Vers la disparition du PS et de LR

Au niveau des deux partis traditionnels, c’est un double séisme. Avec moins de 5%, LR perd définitivement le statut de grand parti. Surtout, les départs de figures influentes qui ont commencé vont se multiplier et le poids de LR à l’Assemblée nationale devrait fondre comme neige au soleil. Le nouveau centre droit, c’est La République en marche. LR sera probablement le lieu d’une guerre interne violente ou feutrée, entre l’aile Ciotti-Wauquiez et l’aile modérée, avec en toile de fond les départs successifs de ses principales figures modérées. Les personnalités du centre droit ou de la droite sont attirées par LREM ou Horizons, le parti d’Édouard Philippe. Les Républicains vont ainsi devenir un parti "droitisant" qui sera alors en concurrence frontale avec Reconquête !, parti qui a enregistré plus de voix que LR à cette présidentielle.

À gauche, le PS est définitivement marginalisé avec un score divisé sous les 1,7%. Ni LR ni le PS ne bénéficieront des remboursements de frais de campagne, induisant une campagne à faible bruit aux législatives. Seule une alliance avec EELV (et le PCF), en position de faiblesse, peut permettre au parti à la rose de garder quelques sièges. De plus, comme LR, le parti est en passe de se vider de ses figures modérées et macron-compatibles, de ses notables qui vont chercher l’investiture et l’absence d’opposition locale. Le chant du cygne…

Quels vainqueurs ? le temps des paradoxes

Premier paradoxe : Marine Le Pen est au deuxième tour, mais n’est pas réellement gagnante. D’abord parce qu’elle a désormais un concurrent mordant, Éric Zemmour avec Reconquête !. De plus, en acceptant les voix de son pire rival pour le second tour, Marine Le Pen a la garantie de redevenir le repoussoir de tout l’échiquier politique républicain, elle qui aspirait à normaliser son parti. Personne ne s’y est trompé, tous les partis ayant appelé à lui faire barrage. Aussi, sa défaite probable va affaiblir son leadership déjà mis en cause. Surtout si elle ne dépasse pas la barre des 40%. L’éternel loser pourra-t-elle garder la confiance de ses troupes ?

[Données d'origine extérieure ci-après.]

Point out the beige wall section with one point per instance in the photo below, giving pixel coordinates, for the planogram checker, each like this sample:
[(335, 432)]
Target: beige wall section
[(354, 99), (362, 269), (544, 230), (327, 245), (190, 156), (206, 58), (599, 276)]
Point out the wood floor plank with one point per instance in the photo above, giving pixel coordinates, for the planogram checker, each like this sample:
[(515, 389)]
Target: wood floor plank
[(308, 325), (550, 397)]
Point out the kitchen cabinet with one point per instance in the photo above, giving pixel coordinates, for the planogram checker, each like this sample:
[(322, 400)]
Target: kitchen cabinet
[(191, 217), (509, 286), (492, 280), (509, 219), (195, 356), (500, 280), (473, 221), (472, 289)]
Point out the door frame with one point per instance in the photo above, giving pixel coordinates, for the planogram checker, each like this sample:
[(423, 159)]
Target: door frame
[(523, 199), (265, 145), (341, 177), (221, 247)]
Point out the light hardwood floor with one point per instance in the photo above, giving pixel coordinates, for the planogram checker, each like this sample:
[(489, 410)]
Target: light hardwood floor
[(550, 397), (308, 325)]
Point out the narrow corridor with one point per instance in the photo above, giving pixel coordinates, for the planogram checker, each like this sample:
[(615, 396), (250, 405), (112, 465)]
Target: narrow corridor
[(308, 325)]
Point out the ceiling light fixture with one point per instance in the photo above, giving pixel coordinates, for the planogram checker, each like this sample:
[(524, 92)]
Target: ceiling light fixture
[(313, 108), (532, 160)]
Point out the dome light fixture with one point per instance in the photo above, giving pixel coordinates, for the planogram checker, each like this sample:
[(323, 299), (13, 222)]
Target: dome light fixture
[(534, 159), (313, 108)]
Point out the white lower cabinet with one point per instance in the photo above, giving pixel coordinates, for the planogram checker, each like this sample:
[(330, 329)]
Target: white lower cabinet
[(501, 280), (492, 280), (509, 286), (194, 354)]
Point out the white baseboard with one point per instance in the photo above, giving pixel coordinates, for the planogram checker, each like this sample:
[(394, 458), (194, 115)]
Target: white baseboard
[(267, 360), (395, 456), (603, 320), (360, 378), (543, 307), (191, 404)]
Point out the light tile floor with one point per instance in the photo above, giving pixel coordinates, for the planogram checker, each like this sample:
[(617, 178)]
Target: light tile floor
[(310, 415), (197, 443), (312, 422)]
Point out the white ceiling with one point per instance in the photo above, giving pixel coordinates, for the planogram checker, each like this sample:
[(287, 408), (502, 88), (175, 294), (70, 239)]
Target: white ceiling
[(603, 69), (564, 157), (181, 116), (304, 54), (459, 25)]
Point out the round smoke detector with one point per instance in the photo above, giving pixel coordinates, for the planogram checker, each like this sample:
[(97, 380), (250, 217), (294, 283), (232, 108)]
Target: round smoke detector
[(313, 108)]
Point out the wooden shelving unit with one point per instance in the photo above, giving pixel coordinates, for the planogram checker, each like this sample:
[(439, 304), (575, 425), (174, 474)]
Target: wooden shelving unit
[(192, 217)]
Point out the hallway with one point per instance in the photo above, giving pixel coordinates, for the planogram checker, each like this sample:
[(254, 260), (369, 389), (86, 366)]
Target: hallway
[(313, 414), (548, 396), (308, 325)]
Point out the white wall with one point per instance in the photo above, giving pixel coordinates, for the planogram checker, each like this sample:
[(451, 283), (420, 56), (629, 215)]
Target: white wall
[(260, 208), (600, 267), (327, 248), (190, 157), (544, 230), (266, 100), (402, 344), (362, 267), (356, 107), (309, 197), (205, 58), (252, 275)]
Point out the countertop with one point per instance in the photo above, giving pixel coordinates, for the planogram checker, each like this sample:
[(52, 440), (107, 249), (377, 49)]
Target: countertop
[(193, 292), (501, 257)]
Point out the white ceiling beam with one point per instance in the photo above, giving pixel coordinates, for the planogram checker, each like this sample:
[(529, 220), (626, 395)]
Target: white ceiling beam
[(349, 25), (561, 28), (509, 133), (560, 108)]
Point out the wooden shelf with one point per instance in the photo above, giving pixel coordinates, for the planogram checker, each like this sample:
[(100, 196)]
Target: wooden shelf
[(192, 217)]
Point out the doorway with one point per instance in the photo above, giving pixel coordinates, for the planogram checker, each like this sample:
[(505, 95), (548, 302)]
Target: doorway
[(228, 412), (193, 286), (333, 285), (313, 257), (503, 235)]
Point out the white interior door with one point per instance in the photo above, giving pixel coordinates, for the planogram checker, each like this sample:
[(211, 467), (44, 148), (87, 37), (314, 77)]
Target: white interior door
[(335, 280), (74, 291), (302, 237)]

Second paradoxe, à l’inverse, Jean-Luc Mélenchon pourrait apparaître comme le grand gagnant à gauche : il atteint un score qu’aurait rêvé d’obtenir le PS en 2002 ou en 2017. Mais il y a deux ombres insoumises au tableau : son manque d’empathie et de diplomatie l’a isolé et il ne se qualifie pas au second tour. Il s’enorgueillit d’avoir construit une force politique qui succède au PS. Toutefois, à 70 ans, Jean Luc Mélenchon ne prévoit pas de se représenter, aussi la force qu’il incarne menacera probablement de se disloquer sans ce ténor et dirigeant dirigiste pour l’incarner et la piloter. Avoir disloqué le PS serait une victoire d’étape à la Pyrrhus, si c’est pour voir ensuite les Insoumis se désagréger.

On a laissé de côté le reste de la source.